U.N. weapons inspectors, in a recent routine search of Iraqi missiles, discovered traces of the deadly VX nerve gas on warheads, a senior Clinton administration official disclosed Tuesday.

The discovery, to be detailed at the United Nations, will strengthen the hand of the United States in maintaining economic sanctions on Iraq when the issue is taken up by the Security Council on Thursday, said the official, insisting on anonymity."If this report is true, it will just show that our insistence over these last many years on the U.N. inspection system is the right thing to do for the safety of America and the safety of the world," President Clinton said Tuesday.

"We'll stay with the position we've always had: Let the inspections go forward, and don't lift the sanctions until the resolutions are complied with," Clinton said.

Similarly, in New York, Bill Richardson, the U.S. ambassador to the United Nations, said, "If this allegation is correct . . . that will set back Iraq's efforts to try to lift sanctions. It shows that they've been concealing, they've been lying, and it calls into question their commitment to disarmament."

Also in New York, diplomatic sources confirmed that Iraq had placed the nerve gas in its warheads, a development in missile power that Iraq consistently claimed it had failed to accomplish.
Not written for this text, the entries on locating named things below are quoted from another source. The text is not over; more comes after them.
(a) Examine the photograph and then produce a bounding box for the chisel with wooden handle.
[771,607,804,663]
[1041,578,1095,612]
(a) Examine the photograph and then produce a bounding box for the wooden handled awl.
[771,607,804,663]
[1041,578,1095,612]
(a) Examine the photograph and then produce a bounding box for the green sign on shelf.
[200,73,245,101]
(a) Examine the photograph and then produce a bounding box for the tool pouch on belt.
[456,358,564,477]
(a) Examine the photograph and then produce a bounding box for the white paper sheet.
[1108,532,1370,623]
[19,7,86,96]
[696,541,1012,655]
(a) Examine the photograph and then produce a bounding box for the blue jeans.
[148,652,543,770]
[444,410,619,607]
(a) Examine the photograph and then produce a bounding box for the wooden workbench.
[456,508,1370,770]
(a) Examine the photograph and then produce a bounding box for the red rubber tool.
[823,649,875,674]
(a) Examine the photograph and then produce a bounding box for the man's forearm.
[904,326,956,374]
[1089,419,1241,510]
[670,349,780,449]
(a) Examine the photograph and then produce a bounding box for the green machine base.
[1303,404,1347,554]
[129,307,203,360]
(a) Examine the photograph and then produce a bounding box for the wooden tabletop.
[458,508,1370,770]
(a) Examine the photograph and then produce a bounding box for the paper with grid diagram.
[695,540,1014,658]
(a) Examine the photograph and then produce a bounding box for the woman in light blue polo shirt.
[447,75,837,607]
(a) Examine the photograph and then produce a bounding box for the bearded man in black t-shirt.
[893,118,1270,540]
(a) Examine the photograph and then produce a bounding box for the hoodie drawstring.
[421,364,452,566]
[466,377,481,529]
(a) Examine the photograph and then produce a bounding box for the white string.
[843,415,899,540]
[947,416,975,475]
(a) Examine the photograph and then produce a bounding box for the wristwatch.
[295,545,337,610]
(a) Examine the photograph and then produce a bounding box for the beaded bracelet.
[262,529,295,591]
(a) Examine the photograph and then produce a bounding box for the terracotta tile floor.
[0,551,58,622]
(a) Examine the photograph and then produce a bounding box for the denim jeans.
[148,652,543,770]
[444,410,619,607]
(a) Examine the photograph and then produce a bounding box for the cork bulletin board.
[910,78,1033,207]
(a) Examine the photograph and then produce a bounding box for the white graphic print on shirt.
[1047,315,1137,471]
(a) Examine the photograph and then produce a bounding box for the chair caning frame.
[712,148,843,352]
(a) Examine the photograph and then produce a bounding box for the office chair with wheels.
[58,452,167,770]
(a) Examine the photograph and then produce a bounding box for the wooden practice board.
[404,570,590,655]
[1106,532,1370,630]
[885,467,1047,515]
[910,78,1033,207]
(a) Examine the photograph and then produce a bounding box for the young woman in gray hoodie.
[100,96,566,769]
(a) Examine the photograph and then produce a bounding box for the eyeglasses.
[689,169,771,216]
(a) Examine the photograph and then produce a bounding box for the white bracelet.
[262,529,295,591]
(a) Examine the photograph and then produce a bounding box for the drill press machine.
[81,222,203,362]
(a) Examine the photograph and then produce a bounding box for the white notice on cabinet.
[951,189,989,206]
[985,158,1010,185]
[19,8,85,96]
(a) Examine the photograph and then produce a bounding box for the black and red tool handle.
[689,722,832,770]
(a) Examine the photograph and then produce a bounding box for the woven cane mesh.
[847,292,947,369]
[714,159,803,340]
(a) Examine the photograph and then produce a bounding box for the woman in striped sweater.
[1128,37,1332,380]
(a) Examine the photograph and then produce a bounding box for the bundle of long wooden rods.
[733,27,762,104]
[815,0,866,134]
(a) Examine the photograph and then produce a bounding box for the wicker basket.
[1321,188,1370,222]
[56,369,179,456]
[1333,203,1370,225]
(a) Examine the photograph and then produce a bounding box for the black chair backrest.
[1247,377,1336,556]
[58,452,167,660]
The sources said Richard Butler, chief of the U.N. inspection team, reported to the council last week that Iraq had been told about "the preliminary results of the chemical analysis of certain excavated remnants of special warheads."

"The Iraqi side rejected these results," the sources said. "Both sides agreed to continue further discussions on this issue."

In Baghdad, Deputy Prime Minister Tariq Aziz said Iraqi scientists had experimented with VX but were unable to turn it into a weapon.